Ecosyste.ms: Awesome

An open API service indexing awesome lists of open source software.

Awesome Lists | Featured Topics | Projects

https://github.com/kayx23/indeed-scraper

Scrape job posts off Indeed Canada (ca.indeed.com)
https://github.com/kayx23/indeed-scraper

bs4 scrapy selenium webscraping

Last synced: 5 days ago
JSON representation

Scrape job posts off Indeed Canada (ca.indeed.com)

Awesome Lists containing this project

README

        

# Indeed Job Scraper (Canada)

Built three scrapers to scrape Indeed jobs in Ontario, Canada, with:
1. requests & bs4
2. selenium & bs4
3. scrapy

### How many jobs are we expecting to scrape?

1500 jobs. Indeed displays 15 jobs a page so we have 100 pages to get through.

As of Jan 23, 2021, around 82,000 jobs in Ontario were listed on Indeed. A lot of these posting are considered highly similar by Indeed and therefore are not displayed in a regular research:

I decided to not scrape these similar postings in this excercise.

### Why are there three scrapers?
Because my initial attempts were countered by anti-scraping mechanism, such as [Google reCAPTCHA](https://www.google.com/recaptcha/about/).

Google reCAPTCHA throws 5 to 10 reCAPTCHAs in one setting when a large amount of requests are detected from the same address, same user agent etc.

I first wrote the scraper with **Requests** and **bs4**, which was stopped by reCAPTCHA about 900 jobs/10 mins in. Hoping to manually resolve the reCAPTCHAs, I switched to the browser automation route with **Selenium**, adding a logic so that when Google reCAPTCHA is thrown, the program pauses and waits for the user input. The program did pause about 1000 jobs in and I was able to manually resolve the reCAPTCHAs, but for some unknown reasons, the scraper always stopped after the resolution of reCAPTCHAs.

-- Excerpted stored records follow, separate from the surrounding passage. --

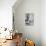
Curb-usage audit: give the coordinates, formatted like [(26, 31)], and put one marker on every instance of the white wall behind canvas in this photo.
[(6, 13), (29, 6)]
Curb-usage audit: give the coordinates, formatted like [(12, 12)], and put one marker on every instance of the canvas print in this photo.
[(29, 19)]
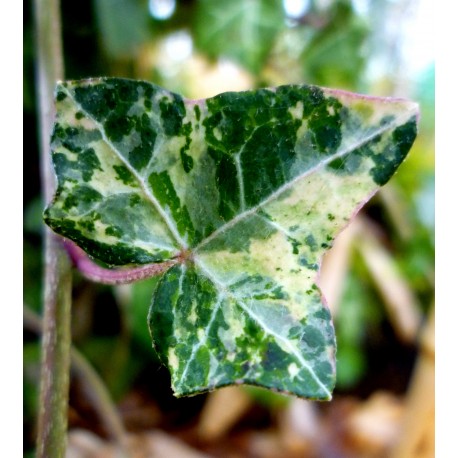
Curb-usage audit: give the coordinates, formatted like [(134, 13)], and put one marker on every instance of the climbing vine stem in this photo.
[(56, 334)]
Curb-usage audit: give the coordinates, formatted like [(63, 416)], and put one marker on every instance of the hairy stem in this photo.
[(90, 270), (94, 388), (56, 335)]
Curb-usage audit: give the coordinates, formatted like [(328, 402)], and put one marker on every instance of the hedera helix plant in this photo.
[(233, 200)]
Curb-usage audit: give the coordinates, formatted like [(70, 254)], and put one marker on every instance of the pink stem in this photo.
[(94, 272)]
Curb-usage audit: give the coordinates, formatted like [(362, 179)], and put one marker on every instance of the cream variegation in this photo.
[(245, 192)]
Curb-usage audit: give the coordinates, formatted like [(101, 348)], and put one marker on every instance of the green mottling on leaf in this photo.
[(248, 190)]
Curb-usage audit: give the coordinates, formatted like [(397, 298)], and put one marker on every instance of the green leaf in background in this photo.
[(335, 54), (246, 191), (240, 30), (123, 25)]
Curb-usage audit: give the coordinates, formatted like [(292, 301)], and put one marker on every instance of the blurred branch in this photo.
[(56, 340), (93, 386), (402, 306), (418, 434)]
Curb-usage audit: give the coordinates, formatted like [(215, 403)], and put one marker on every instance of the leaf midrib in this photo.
[(290, 184), (168, 221), (223, 291)]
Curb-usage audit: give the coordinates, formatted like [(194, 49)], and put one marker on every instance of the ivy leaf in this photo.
[(246, 191), (253, 25)]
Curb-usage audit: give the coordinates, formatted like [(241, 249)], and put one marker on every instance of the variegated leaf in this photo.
[(246, 191)]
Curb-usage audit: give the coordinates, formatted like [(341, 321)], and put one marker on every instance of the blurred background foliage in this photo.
[(379, 280)]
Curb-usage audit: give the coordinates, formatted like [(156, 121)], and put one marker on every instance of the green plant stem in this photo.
[(94, 388), (56, 334)]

At this stage, there are several solutions I considered:
* Continue to debug to figure out why the scraper was stopped after the manual resolution of reCAPTCHAs;
* Get past the reCAPTCHA with speech-to-text transcribing the audio file in the accessability option (but this is clearly an abuse of features even if it works); or
* Rotate user agents and/or proxies to avoid triggering anti-scraping mechanism

I decided to go with the last option.

Instead of manually setting up user agent rotation, I found out that this could be easily set up with [Scrapy](https://scrapy.org), which is also asynchronous. I refactored my script to use Scrapy and used [scrapy user agent middleware](https://pypi.org/project/scrapy-user-agents/). The script successfully scraped all 1500 job posts in Ontario and took about 3 mins.

### How to use
`requests + bs4` and `selenium + bs4` scrapers are in Jupyter Notebook.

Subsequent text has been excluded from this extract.